Alibaba’s Tmall has welcomed a host of international brands onto its platform over the past months from Timberlands to Levi’s, and they are now targeting one of the country’s fastest growing vices: fine wine.
The Chinese internet giant revealed a partnership yesterday with Constellation Brands yesterday, the parent company of Robert Mondavi wines. The agreement will see a a handful of Mondavi wines sold on the Tmall Global platform, including a pinot noir and a cabernet sauvignon.
China’s appetite for fine wine has exploded in the last decade and a half, with consumption up almost 50% since 2000. The market took a hit in 2014 following Xi Jinping’s government austerity program, which aimed to crack down on corruption and frivolous spending by government officials. The policy had wide scale effect on restaurants, wine distributors and other consumables.
Those selling wines in China now pin their hopes on an increasingly wine savvy growing middle class, who have an appetite for travel and an appreciation of foreign wine. Alibaba’s move is a no-brainer, as Chinese tourists to the Mondavi winery now make up almost a third of their visitors. Famously, retired Chinese NBA player Yao Ming bought grapes from Napa Valley to launch his own wine label in 2011, which raised the profile of the American wine region back in China where he enjoys a star status.
Chinese people have been early adopters when it comes to buying their alcohol online. A recent report on the country’s group buying sites showed that food and beverage sales amounted to 60% of total sales at 48.3 billion RMB ($7.76 billion USD).
There have also been a number of successful entrants in China’s O2O wine, beer and spirits delivery market. In July this year liquor e-retailer Jiuxian raised $80 million USD from a series of sate owned banks. The same company runs a specialized wine division called Jiukuaidao [Alcohol Coming] which partners with around 100 wine enterprises.

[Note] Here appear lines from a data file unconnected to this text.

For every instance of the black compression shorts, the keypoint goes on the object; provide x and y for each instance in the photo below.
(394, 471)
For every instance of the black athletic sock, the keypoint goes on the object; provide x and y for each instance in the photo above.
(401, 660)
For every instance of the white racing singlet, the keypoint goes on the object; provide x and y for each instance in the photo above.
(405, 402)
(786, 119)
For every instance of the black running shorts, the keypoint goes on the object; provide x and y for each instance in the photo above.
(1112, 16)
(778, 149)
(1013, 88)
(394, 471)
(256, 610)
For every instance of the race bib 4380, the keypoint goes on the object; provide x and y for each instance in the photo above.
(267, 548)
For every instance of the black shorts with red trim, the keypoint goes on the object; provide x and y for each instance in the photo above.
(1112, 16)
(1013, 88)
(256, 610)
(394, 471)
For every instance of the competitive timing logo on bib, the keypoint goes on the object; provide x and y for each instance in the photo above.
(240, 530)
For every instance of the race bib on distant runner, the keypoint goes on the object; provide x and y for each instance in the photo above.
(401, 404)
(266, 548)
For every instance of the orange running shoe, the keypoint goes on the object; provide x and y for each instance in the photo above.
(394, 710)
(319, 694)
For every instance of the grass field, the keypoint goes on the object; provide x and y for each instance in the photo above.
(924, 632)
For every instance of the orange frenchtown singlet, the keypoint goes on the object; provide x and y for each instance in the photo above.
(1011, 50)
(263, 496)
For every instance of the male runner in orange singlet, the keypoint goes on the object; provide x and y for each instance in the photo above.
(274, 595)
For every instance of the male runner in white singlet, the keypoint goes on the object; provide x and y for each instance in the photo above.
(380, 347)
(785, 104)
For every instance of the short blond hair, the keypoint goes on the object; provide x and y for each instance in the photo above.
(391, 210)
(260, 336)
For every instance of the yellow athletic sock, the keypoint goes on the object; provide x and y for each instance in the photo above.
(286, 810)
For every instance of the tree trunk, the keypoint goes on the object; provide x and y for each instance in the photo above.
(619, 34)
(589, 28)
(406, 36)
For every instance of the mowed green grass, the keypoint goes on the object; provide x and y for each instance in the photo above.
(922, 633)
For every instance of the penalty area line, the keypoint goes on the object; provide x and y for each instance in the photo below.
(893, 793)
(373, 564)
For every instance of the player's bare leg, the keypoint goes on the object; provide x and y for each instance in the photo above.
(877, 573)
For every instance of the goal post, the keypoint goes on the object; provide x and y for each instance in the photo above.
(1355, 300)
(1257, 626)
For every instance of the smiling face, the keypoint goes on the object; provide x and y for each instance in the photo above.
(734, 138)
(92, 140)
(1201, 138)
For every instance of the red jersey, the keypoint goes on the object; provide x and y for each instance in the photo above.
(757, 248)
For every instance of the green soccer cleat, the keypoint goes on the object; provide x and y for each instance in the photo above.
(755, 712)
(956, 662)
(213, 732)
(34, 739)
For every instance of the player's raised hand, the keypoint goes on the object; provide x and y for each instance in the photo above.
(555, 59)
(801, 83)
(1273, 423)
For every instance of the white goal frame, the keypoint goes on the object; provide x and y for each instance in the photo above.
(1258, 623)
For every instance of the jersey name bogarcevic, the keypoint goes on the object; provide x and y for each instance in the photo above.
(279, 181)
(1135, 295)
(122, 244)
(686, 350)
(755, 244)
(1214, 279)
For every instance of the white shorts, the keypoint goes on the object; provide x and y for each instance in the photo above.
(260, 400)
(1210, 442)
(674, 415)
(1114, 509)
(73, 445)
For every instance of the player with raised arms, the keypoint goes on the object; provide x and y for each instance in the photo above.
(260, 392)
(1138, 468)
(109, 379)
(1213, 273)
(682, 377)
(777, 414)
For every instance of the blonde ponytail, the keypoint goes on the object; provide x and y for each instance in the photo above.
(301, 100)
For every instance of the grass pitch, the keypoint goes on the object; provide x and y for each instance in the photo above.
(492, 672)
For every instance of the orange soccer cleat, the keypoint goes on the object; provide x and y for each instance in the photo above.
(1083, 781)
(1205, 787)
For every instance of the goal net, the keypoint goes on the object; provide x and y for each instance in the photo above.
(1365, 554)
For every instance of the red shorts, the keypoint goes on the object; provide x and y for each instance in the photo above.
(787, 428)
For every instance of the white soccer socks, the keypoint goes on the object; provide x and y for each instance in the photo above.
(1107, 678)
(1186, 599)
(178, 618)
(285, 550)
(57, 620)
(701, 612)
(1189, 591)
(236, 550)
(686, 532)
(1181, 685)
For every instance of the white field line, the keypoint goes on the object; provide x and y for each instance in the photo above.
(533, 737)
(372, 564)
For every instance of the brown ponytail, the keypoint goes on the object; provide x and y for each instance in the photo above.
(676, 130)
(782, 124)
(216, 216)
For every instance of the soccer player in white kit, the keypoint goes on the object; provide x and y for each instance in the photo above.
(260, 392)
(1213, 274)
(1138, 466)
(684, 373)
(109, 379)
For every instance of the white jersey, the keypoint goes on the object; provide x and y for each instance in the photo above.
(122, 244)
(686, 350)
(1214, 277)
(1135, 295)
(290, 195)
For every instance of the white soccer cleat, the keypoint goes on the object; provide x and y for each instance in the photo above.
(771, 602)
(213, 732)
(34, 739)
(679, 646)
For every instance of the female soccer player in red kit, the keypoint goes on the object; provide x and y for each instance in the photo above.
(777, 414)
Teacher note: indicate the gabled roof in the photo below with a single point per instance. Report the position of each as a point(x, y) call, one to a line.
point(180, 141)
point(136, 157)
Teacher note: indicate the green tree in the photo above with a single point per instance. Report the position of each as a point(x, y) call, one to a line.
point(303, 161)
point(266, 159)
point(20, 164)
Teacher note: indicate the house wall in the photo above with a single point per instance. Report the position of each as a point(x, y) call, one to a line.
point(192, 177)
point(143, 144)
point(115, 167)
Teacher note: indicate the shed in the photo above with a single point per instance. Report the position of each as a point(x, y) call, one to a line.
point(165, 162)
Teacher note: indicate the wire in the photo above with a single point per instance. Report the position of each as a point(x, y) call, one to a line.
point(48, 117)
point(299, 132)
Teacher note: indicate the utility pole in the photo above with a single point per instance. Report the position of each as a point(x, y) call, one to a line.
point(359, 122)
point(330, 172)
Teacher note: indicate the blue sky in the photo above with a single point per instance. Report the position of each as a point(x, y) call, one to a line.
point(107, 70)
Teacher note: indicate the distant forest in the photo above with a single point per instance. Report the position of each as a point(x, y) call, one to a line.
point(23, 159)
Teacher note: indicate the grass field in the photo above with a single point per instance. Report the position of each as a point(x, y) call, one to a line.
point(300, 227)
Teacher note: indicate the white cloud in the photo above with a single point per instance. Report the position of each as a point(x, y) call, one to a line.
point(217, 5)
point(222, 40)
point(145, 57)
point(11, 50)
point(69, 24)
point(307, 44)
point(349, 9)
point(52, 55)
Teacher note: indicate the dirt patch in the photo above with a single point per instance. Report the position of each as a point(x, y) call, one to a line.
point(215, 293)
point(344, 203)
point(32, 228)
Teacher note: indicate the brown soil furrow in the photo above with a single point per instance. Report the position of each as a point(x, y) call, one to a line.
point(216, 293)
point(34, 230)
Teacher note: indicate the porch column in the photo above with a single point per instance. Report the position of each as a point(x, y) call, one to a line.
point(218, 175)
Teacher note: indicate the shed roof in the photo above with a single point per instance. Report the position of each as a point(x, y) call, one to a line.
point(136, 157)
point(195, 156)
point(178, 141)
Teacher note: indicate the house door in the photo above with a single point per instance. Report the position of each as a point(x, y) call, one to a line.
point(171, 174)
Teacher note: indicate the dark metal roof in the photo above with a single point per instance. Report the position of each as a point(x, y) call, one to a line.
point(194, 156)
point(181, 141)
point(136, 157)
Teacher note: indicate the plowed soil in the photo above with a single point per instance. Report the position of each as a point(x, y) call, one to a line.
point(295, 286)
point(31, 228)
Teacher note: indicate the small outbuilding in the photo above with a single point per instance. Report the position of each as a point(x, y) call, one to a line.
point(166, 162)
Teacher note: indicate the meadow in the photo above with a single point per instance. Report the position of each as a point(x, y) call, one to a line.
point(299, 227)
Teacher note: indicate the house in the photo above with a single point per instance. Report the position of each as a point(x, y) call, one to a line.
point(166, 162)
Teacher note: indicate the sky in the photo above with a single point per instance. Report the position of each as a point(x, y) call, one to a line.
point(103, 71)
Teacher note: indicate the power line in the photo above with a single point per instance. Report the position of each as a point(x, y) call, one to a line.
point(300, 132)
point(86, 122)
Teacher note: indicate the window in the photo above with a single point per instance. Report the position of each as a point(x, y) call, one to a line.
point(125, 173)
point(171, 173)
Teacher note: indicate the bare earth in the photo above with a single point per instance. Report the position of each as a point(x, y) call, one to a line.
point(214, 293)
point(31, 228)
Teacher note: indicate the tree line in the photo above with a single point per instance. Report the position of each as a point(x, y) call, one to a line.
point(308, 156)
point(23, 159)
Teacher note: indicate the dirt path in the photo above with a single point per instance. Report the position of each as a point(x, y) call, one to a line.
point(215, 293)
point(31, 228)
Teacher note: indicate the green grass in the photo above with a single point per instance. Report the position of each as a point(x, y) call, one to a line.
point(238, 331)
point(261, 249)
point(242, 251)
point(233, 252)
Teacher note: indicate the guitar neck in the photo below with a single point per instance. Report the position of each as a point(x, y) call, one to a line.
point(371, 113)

Alibaba’s partnership with Robert Mondavi wines also marks the opening of a new specialized mall, “Tmall Vineyard Direct,” where it s expected that more high profile foreign wines will soon be added. The deal will hopefully boost the profile of American wines in China, exports of which have dwindled in the past year. Though they have a long way to go, with French wines accounting for over a third of imported wines as China’s favorite foreign producer.